Manual delineations of the more experienced radiologist were used as the ground truth to evaluate the performance of the networks. We tested the Dense-2 U-net (See appendix for more comparisons) against the classical U-net and evaluated segmentations by calculating the mean Dice score (MDS) with 95% confidence interval (CI), median Dice scores (MeDS), standard deviation (Std), mean relative absolute volume difference (MRAVD), mean Hausdorff distance (MHD) as a contour consistency measure, mean surface distance (MSD) and t test with \(p<0.05\) as a statistical significance measure.

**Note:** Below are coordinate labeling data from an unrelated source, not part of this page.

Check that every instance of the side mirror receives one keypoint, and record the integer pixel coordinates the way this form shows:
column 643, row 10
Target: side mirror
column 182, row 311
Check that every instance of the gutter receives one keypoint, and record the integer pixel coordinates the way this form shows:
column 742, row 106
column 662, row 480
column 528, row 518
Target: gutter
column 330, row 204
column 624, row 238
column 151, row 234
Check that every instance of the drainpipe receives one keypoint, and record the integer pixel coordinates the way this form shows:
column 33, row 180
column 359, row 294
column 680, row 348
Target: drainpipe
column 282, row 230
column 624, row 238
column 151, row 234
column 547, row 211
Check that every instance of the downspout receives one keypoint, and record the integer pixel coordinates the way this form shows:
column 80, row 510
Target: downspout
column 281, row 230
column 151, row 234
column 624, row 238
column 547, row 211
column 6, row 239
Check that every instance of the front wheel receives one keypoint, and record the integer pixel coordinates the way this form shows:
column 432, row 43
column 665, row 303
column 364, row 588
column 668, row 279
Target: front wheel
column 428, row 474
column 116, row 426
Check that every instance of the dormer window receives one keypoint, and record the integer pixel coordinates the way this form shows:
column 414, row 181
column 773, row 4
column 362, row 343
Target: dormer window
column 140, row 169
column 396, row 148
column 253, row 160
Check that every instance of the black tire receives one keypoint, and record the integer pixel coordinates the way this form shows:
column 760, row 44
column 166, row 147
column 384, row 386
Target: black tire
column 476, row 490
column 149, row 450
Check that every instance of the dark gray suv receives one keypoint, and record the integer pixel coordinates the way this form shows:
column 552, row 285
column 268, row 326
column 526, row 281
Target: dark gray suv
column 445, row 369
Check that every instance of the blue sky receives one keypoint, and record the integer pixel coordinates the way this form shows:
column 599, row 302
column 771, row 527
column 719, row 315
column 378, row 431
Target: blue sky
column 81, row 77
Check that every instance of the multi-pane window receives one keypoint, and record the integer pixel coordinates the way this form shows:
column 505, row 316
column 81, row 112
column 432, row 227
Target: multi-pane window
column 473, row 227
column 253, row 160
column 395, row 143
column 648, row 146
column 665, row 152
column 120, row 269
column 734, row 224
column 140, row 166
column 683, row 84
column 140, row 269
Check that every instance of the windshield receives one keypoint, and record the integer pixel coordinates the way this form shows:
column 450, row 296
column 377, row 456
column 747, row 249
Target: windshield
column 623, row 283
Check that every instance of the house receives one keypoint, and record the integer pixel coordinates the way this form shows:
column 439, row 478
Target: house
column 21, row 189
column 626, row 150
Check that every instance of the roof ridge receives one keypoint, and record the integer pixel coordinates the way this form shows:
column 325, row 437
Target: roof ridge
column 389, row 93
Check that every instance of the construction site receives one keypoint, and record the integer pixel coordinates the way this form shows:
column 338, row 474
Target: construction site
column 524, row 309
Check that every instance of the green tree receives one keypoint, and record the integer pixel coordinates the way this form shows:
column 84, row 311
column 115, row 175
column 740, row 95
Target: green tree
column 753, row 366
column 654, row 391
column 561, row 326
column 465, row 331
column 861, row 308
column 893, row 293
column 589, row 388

The Dice score (DS)50, also known as F1-score or the similarity coefficient, measures the overlap between the ground truth and the predicted segmentation mask. It is widely used for evaluating segmentation volumes in medical images51. For two binary sets A and B, DS is the ratio of the intersection to average cardinality.

$$\begin{aligned} DS(A,B) = \frac{2|A \cap B|}{|A| + |B|} \end{aligned}$$

The relative absolute volume difference is calculated by taking the division between the total volume of the resulted mask and the volume of the ground truth. From this number 1 is subtracted and the result is multiplied by 100 and expressed as percentage.

$$\begin{aligned} RAVD(A,B) = \left( \frac{B}{A} -1 \right) *100 \end{aligned}$$

The Hausdorff distance is the maximal distance from a point in the first mask (the predicted segmentation) i\(\in \) A to its nearest point in the ground truth j\(\in \) B and is defined as follows

$$\begin{aligned} HD(A, B) = max_{i\in A} \{ min_{j\in B} \parallel I-J \parallel \}&\end{aligned}$$

where \(\parallel \) I-J \(\parallel \) is any norm e.g. the Euclidean distance between two point sets A and B and is expressed in millimeters (mm)52.

For visual evaluation of the segmentation performance of the Dense-2 and classical U-net, an experienced radiologist reviewed the segmentations in random order and assigned a score between 0 and 100 (which we term visual Dice score). This radiologist was not involved in manual segmentation and blinded to all information regarding the segmentation process, specifically, whether the segmentation was performed by either of the two CNNs or by a human reader. Visual Dice scores were evaluated on segmentation of whole-prostate and peripheral zone-only individually. Mean and standard deviation of visual Dice scores were calculated.

Implementation details

All networks were trained end-to-end on axial T2-weighted MR images. All images had a size of 256x256 and a resolution of 0.5x0.5 mm in x and y directions. Image processing was done using the SimpleITK library, and the network was implemented using Tensorflow 1.4.0. We chose 5 images as a batch size for both networks. All experiments were done using TitanXP with 12 GB of video memory and CUDA version 8.0. The training time of the classical U-net was around 8.5 h while the time for the Dense-2 U-net was around 18.5 h. The computation time during training for a single 3D volume (of around 20 slices) was approximately 2.96 and 6.3 s for classical U-net and Dense-2 U-net, respectively. During testing the computation time for a 3D volume was 0.4 and 0.66 s for classical U-net and Dense-2 U-net, respectively.

Ethical standard

All the procedures were confirmed and approved by Ethics Committee of Radboud university. All methods were carried out in accordance with relevant guidelines and regulations. The need for informed consent was waived by the local ethics committee of the Radboud University Medical Center.